The Struggles of the Idiopathic Hypersomnia Sleepy Life


I am a 24 year old female. I should be in the prime of my life, right? I’d love to say yes, and forgive me if I come across as a negative person, but I believe I’m being realistic as I delve into my experiences.

Recently, I got diagnosed with a rare sleep condition called idiopathic hypersomnia (IH). The symptoms include excessive daytime tiredness, sleeping for longer periods of time than what is normal, sleep attacks, unrestful sleep despite getting “quality” rest, and from there it varies from person to person. Basically, I am constantly beyond exhausted.

An average person who does not struggle with sleep disorders would have to stay up roughly 48 hours to experience the same level of exhaustion I feel every moment of every day. I am prescribed stimulants to combat the sleepiness, but it feels like artificial alertness and often my body still fails me. Not to mention, it is easy to build tolerance to stimulants so they are basically a Band-Aid that eventually falls off because it can’t fix the real problem.

I can no longer drive because I experience sleep attacks at the wheel. I have lost the ability to work because this disorder has made the most simplistic tasks, such as standing long enough to wash dishes, an ordeal. As a person who used to run an average of three to four miles daily, I find myself frequently mourning who I was before IH crept into my life. I am now winded after walking for longer than 10 minutes and sometimes the exhaustion is so overwhelming, my legs give out. Some days, I sit on the floor because I cannot bring myself to stand up to get onto the couch.

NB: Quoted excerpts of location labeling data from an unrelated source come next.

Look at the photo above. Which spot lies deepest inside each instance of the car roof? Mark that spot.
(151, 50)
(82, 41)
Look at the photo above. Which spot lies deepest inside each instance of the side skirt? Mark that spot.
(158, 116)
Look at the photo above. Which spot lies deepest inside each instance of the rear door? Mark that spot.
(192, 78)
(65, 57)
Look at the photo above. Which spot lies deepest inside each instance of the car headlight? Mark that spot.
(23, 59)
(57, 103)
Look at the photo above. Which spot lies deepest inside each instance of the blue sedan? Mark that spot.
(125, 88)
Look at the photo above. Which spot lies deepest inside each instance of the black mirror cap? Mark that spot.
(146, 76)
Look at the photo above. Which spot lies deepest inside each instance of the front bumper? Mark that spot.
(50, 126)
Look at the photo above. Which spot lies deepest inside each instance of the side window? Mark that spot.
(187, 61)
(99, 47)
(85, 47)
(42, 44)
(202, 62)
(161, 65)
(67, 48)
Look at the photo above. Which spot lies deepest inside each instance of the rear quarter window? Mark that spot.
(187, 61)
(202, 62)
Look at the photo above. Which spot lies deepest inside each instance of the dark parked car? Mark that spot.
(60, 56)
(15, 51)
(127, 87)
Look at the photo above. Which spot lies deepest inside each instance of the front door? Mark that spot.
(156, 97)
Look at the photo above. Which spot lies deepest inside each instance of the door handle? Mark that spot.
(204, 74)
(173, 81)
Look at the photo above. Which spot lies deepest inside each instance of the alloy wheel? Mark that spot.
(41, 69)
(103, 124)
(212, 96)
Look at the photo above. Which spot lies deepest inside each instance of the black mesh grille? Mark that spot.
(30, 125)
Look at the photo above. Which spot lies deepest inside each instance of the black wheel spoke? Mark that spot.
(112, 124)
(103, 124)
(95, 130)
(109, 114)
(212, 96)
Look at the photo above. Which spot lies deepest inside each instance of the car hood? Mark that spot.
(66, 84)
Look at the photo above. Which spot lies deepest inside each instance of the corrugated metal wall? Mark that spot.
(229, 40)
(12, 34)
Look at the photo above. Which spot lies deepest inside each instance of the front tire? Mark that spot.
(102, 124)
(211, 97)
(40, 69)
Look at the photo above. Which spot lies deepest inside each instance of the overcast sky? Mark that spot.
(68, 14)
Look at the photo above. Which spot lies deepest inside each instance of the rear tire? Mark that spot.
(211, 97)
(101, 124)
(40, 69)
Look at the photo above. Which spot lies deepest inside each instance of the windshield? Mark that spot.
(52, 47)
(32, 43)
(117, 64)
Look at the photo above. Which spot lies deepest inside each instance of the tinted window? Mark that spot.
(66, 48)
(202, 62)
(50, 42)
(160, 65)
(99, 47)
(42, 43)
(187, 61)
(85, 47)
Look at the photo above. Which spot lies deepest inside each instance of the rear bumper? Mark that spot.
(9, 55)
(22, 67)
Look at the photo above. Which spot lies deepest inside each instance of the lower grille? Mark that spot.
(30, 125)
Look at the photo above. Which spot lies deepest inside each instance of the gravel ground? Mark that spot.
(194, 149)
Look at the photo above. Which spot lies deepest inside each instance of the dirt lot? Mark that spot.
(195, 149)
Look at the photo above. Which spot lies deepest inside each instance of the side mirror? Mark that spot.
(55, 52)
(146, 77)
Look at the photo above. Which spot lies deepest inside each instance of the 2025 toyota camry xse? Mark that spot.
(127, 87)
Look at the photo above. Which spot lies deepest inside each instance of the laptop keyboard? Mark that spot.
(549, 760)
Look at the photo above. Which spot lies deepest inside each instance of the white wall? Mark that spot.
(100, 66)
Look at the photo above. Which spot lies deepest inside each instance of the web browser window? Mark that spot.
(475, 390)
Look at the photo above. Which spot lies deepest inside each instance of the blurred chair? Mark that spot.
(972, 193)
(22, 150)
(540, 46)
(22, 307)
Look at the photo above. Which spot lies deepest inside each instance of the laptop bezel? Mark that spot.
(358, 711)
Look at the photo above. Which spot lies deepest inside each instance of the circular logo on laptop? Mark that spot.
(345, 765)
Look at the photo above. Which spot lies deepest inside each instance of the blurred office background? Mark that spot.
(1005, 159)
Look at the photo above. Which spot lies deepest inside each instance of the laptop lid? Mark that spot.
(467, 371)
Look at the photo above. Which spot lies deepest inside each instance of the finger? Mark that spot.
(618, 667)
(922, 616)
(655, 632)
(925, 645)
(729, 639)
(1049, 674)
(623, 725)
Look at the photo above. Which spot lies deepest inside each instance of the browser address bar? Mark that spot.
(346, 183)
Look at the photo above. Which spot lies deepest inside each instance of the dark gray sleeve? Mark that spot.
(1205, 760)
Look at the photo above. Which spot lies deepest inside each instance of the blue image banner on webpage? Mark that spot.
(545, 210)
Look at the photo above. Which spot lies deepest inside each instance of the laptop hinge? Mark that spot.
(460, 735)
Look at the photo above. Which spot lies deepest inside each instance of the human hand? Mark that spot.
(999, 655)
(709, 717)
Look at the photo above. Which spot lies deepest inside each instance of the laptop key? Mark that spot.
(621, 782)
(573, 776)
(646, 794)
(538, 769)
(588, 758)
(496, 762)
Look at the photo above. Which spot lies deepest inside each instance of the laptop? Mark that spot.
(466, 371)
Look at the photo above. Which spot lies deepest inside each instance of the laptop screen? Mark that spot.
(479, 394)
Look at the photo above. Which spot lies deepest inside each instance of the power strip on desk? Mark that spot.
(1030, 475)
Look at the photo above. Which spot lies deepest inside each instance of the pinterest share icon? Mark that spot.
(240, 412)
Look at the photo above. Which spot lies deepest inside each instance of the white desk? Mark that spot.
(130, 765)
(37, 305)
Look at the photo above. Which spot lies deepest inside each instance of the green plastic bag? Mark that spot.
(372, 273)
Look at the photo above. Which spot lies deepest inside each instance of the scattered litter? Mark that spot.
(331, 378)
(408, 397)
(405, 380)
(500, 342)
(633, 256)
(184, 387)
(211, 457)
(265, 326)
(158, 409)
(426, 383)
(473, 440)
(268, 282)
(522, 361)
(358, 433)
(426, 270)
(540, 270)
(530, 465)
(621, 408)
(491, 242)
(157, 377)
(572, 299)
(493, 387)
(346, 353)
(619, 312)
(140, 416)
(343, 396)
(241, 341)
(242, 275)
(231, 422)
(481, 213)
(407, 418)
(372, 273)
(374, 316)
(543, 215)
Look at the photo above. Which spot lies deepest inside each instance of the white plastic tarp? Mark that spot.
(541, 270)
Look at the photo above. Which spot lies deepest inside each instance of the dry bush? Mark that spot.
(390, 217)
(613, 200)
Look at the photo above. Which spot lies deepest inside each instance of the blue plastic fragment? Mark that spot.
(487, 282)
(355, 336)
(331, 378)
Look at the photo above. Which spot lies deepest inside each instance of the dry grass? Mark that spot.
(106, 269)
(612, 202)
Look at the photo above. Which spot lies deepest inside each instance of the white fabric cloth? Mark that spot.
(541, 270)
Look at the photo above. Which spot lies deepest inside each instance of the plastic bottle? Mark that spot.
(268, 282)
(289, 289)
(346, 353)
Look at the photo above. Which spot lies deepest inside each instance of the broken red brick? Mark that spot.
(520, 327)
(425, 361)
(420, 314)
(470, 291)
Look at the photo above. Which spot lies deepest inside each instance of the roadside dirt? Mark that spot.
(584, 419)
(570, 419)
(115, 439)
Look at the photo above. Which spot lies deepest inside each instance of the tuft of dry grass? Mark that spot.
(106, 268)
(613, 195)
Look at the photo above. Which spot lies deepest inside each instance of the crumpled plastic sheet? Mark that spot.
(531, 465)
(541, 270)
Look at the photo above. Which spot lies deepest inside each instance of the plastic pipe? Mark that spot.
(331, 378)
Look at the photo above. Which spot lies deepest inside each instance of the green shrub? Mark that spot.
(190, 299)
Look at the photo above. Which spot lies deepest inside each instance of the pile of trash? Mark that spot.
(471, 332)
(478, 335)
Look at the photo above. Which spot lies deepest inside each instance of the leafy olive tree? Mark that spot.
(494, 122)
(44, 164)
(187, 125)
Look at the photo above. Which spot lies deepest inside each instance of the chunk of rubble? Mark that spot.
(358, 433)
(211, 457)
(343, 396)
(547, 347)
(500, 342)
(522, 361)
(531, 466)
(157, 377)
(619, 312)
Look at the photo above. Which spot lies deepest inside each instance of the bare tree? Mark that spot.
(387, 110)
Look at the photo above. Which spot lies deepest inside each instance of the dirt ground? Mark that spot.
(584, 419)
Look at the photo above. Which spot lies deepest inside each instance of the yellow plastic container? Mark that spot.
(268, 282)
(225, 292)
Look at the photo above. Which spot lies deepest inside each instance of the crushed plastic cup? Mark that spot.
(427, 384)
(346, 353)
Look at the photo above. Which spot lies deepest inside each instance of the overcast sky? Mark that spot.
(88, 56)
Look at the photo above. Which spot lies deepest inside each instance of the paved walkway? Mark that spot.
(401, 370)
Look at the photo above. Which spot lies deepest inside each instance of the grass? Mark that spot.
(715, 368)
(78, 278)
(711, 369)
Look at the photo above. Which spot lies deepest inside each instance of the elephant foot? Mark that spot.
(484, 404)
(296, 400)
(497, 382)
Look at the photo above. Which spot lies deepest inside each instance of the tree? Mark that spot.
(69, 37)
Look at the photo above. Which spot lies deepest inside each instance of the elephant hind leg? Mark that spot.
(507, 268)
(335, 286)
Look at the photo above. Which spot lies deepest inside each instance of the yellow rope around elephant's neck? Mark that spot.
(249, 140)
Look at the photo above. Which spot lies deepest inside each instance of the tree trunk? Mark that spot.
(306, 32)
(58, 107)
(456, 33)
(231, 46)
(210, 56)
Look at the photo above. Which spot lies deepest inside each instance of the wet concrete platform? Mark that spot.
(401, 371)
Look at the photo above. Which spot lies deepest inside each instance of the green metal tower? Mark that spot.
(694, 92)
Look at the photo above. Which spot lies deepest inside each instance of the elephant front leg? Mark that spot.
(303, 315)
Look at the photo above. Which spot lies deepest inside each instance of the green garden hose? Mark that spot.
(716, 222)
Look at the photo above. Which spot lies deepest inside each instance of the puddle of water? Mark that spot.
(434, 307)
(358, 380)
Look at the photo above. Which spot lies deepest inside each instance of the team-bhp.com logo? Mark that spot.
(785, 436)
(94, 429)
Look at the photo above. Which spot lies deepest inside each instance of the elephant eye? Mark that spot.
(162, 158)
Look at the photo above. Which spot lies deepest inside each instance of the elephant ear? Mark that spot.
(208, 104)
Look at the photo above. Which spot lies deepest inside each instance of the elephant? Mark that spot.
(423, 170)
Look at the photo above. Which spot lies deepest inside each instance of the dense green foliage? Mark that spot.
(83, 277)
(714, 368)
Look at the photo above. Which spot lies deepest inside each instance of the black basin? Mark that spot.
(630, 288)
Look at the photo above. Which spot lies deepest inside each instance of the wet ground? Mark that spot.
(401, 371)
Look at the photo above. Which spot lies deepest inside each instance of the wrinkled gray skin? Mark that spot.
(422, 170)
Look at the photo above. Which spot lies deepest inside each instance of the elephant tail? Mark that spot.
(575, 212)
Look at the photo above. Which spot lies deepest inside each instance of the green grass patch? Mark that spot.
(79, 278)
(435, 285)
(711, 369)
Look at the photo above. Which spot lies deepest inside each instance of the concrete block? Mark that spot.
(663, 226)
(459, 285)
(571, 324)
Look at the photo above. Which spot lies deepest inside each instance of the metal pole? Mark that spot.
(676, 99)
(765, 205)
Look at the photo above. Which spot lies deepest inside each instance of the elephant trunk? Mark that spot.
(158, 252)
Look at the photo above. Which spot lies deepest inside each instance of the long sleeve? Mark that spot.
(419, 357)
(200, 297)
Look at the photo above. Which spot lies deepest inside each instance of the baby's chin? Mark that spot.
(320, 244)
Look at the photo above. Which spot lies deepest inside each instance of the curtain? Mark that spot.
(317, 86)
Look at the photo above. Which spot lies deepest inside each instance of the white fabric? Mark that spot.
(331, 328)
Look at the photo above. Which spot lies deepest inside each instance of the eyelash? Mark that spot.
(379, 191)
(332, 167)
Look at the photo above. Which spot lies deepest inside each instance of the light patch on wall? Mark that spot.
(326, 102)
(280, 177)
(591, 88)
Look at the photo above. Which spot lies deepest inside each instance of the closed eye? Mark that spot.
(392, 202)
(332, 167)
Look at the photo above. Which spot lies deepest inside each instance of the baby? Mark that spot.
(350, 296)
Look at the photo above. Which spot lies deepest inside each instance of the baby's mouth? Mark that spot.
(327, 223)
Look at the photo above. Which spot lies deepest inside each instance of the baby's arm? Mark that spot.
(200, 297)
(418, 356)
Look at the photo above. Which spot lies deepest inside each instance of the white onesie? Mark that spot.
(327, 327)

To many people, I sound lazy. If I’d just exercise more and eat right, I’d feel so much better I am told. People do not realize I pay heavily for exerting myself, often remaining bedridden the rest of the day after having tried to take a 30 minute walk. But have I tried this supplement? It would give me so much more energy! No, trust me; I have tried every remedy, every technique, whatever else you can imagine, under the sun. I did not ask to be permanently exhausted, nor does it make me lazy or useless, despite what I previously believed.

Because it is a rare disorder, little is known about what causes it, which makes the diagnosis almost harder to swallow. “Idiopathic” literally means no known cause.

I find myself questioning if this is really what I have. Could the doctors be wrong? What if I am just lazy or it is somehow in my head? But then I think of how doctors have done MRIs, blood work, sleep studies, and many other diagnostic tests. There is no apparent cause other than I’m just doomed to be a tired person.

You know what though? Sure, it sucks that I don’t get to stay out late anymore, or go for long runs, or even work. The important thing is I have learned who my real supporters are. I have learned to appreciate the little things more. I have learned to not take anything for granted because you never know when it may be gone, as cliché as that may be. It’s true. I hope anyone out there struggling, finds relief in the knowledge that you are not alone.